Because we find that the dual recovery exclusion operates to prevent Defendant from recovering UIM benefits under the Allstate policy, and because we hold that the exclusion does not violate the public policy expressed in the MVFRL, we need not reach the issue of whether the family car exclusion violates public policy. We conclude then that Estate of Brent A. Leiter is not entitled to receive underinsured motorist benefits under the policy of insurance issued to Charles D. Leiter and shall accordingly grant Plaintiff's motion for judgment on the pleadings.
NOW, THEREFORE, IT IS ORDERED THAT:
1. Plaintiff's Motion for Judgment on the Pleadings (doc. 6) is granted. The Estate of Brent A. Leiter is not entitled to receive underinsured motorist benefits under the policy of insurance issued to Charles D. Leiter.
2. The Clerk is directed to close the file on this case.NOTES
 "Resident" is defined as "a person who physically resides in your household with the intention of continuing residence there. Your unmarried dependent children temporarily living away form home will be considered residents if they intend to resume residing in your household." (Compl. Ex. A at 16) (emphasis in original).
 In this regard, Defendant argues that dual recovery exclusion operates "not only to eliminate coverage or the vehicle involved but also the damages an insured is legally entitled to receive from an underinsured operator, i.e., Mr. Guzio." (Def.'s Br. Opp. Pl.'s Br. Supp. Pl.'s Mot. Judg. Plead. at 2).
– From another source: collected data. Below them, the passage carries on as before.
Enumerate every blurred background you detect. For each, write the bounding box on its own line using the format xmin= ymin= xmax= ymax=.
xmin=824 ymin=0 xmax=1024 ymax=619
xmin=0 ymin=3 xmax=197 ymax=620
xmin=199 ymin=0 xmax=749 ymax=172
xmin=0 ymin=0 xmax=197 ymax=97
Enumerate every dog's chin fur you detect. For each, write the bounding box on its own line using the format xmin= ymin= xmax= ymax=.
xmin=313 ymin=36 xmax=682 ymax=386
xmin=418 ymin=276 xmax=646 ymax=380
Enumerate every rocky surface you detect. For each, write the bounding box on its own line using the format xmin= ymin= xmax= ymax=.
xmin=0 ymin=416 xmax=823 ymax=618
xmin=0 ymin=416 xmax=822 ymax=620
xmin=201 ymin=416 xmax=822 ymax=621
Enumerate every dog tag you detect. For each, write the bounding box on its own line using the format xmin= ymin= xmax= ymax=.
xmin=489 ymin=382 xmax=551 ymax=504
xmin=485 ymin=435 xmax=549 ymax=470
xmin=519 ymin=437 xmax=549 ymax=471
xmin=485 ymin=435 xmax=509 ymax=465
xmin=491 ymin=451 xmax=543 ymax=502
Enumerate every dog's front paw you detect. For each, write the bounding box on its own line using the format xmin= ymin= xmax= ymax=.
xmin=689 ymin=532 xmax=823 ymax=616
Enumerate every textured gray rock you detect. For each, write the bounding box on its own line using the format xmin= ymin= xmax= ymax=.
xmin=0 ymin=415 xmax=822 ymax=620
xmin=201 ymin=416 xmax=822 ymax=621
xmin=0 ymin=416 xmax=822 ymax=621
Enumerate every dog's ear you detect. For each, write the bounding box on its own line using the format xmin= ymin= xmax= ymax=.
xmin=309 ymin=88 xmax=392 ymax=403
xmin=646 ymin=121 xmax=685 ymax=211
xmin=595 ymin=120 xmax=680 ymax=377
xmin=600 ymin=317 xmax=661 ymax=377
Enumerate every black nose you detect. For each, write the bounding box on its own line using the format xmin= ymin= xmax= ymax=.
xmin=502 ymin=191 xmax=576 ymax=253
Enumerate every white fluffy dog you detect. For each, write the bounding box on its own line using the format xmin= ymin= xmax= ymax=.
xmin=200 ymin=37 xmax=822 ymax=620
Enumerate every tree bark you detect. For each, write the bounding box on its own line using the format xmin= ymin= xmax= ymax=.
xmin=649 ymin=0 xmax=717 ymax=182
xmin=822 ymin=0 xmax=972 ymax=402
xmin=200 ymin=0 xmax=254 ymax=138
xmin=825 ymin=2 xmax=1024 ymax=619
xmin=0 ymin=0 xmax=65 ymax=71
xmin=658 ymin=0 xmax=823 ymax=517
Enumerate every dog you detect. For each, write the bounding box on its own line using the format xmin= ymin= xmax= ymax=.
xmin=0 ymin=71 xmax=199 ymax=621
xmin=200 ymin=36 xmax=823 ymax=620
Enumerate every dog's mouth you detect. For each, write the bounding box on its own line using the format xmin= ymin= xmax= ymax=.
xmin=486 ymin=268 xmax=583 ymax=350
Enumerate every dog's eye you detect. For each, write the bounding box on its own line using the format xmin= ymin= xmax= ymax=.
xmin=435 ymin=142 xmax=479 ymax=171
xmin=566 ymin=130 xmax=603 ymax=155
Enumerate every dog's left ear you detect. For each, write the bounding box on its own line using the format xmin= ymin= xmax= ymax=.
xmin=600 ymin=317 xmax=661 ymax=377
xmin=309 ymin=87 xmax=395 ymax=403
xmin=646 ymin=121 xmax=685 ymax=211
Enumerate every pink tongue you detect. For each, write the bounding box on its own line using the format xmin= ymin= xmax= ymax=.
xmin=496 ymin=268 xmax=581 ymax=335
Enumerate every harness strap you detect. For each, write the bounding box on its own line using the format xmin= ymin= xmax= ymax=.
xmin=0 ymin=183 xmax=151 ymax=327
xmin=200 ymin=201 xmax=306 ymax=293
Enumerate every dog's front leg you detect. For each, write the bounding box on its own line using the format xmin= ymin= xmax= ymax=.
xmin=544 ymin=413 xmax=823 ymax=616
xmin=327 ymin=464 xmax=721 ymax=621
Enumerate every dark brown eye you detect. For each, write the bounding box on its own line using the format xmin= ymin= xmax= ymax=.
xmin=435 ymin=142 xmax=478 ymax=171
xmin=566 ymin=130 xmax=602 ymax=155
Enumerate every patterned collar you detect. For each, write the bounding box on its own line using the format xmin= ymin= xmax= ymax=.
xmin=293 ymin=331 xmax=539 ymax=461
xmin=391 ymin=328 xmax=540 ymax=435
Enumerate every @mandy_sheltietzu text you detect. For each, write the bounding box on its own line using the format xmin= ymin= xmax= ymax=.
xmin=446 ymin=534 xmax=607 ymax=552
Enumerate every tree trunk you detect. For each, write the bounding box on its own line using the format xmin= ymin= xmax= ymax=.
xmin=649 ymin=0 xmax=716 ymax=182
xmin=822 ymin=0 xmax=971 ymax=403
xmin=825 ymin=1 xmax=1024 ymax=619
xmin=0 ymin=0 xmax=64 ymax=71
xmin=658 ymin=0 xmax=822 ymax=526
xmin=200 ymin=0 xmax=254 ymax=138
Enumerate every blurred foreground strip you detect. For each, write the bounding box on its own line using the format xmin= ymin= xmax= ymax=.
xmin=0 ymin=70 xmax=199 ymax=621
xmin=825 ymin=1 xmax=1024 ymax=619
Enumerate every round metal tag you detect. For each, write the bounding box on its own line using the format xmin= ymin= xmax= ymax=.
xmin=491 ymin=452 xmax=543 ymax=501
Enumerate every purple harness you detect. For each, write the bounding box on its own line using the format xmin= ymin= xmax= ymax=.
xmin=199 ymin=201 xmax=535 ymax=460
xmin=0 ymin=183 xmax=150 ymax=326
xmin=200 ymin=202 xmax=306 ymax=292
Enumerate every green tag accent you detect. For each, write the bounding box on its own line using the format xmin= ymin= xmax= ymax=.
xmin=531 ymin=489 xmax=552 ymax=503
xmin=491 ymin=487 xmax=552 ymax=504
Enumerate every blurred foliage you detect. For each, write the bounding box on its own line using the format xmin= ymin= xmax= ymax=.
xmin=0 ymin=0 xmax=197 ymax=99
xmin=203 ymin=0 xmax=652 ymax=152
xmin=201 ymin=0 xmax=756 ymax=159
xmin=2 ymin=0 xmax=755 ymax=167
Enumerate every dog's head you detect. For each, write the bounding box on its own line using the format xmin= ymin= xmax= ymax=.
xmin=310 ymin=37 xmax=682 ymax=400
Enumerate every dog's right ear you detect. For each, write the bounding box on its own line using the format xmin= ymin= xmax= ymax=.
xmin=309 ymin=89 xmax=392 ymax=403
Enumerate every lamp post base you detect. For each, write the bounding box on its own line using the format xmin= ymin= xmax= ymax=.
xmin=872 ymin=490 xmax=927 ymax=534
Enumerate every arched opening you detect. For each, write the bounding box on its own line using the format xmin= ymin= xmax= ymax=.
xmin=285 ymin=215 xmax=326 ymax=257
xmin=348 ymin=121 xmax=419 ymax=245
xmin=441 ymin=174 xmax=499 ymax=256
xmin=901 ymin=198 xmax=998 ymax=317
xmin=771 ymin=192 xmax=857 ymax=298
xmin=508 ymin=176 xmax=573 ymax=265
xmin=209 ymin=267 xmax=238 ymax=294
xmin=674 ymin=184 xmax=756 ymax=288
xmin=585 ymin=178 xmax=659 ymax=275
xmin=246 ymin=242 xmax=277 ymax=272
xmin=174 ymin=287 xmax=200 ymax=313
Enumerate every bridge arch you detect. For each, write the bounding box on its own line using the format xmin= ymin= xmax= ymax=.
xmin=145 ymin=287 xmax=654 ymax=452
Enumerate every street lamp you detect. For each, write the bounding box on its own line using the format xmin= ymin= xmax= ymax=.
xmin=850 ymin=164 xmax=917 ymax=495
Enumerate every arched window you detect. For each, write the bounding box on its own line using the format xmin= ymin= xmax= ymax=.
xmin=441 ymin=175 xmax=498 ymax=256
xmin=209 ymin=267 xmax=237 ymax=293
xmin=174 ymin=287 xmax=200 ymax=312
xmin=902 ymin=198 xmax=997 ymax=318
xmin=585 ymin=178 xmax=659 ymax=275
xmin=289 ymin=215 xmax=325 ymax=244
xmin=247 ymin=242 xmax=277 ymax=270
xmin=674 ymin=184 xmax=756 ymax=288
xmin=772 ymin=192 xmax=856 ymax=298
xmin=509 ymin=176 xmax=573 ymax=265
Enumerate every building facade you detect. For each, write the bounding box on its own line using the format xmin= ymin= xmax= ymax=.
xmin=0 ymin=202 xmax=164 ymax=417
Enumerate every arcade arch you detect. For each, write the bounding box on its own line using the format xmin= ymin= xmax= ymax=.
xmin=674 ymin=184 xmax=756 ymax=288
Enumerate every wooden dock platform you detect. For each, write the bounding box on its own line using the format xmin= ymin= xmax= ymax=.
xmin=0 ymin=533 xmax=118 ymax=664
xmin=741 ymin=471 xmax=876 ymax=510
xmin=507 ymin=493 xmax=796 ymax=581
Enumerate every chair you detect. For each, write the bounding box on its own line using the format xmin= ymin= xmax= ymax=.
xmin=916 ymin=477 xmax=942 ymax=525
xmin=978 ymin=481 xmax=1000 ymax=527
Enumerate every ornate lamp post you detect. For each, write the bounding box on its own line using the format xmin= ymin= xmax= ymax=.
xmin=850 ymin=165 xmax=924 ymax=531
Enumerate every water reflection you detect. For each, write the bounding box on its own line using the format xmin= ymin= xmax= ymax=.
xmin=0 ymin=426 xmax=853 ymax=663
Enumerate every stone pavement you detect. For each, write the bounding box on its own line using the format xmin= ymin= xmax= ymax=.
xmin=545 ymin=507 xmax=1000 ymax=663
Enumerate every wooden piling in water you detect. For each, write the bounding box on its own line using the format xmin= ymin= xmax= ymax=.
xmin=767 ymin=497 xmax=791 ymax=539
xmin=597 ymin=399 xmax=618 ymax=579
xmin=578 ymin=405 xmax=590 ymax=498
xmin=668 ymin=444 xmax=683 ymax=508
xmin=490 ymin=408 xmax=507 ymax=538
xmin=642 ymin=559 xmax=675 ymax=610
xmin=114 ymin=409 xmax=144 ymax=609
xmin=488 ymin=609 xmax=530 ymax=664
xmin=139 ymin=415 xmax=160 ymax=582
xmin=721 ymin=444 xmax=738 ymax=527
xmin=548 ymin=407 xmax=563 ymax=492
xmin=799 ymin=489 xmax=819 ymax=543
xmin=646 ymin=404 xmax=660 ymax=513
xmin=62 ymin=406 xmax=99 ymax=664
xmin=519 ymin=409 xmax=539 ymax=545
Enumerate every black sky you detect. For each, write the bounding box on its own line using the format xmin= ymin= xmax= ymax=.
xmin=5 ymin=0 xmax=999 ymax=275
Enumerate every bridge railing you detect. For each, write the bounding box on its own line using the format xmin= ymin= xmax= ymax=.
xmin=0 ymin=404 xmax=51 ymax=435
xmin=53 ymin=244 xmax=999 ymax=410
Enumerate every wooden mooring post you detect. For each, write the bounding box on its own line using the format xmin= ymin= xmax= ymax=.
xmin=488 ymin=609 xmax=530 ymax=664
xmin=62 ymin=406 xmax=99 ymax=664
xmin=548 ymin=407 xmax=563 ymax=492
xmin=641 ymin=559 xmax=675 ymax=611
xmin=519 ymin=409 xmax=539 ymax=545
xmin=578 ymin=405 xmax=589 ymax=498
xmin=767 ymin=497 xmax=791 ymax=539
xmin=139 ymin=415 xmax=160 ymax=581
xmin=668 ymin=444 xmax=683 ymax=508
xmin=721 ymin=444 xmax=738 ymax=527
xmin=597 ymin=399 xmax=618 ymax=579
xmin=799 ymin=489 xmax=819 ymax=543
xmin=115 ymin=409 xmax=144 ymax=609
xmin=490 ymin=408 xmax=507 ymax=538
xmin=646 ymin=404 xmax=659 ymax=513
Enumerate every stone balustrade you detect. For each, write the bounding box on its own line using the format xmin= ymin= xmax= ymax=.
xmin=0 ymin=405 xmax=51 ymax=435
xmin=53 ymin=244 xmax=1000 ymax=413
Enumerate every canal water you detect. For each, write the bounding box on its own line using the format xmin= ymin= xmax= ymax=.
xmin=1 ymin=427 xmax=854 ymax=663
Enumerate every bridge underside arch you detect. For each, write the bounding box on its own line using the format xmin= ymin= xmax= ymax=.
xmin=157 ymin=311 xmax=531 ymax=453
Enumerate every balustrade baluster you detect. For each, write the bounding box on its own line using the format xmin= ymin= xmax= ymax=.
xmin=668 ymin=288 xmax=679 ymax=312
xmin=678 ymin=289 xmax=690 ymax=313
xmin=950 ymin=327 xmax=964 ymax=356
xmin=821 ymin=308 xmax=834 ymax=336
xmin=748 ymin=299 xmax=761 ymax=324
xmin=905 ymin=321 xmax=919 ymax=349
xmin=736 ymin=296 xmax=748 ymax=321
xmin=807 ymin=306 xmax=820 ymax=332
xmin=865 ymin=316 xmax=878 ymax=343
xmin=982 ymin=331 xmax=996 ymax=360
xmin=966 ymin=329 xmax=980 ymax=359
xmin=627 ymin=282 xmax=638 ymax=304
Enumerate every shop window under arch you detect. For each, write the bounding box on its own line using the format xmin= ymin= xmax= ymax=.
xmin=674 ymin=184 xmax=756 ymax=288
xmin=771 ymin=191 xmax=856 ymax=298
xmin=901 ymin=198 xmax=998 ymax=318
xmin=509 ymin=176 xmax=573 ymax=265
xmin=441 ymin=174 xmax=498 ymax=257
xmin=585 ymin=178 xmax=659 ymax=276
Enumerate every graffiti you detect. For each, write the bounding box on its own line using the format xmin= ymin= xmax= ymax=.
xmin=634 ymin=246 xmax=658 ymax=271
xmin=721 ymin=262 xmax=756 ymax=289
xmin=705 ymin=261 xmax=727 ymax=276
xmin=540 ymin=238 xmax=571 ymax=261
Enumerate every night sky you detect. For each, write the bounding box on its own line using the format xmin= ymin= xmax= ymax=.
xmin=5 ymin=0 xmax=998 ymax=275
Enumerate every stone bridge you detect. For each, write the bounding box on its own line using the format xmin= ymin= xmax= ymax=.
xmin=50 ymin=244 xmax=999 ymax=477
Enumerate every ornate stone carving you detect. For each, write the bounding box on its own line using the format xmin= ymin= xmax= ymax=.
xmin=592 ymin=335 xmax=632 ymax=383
 We note that the automobile policy written by Allstate in this case is somewhat unusual, in that it insures an automobile (the Decedent's) owned by someone other than the named insured (Charles Leiter). We presume that this was accomplished for the purpose of cost saving, recognizing that it was undoubtedly less expensive to pick up the Decedent's automobile on the Leiter policy than to issue two separate policies. However, the Estate of Leiter now seeks in effect to have it both ways. Having joined the Leiter policy, the Estate nonetheless argues that we should treat the Decedent as being a separate policyholder with respect to the underinsured coverage.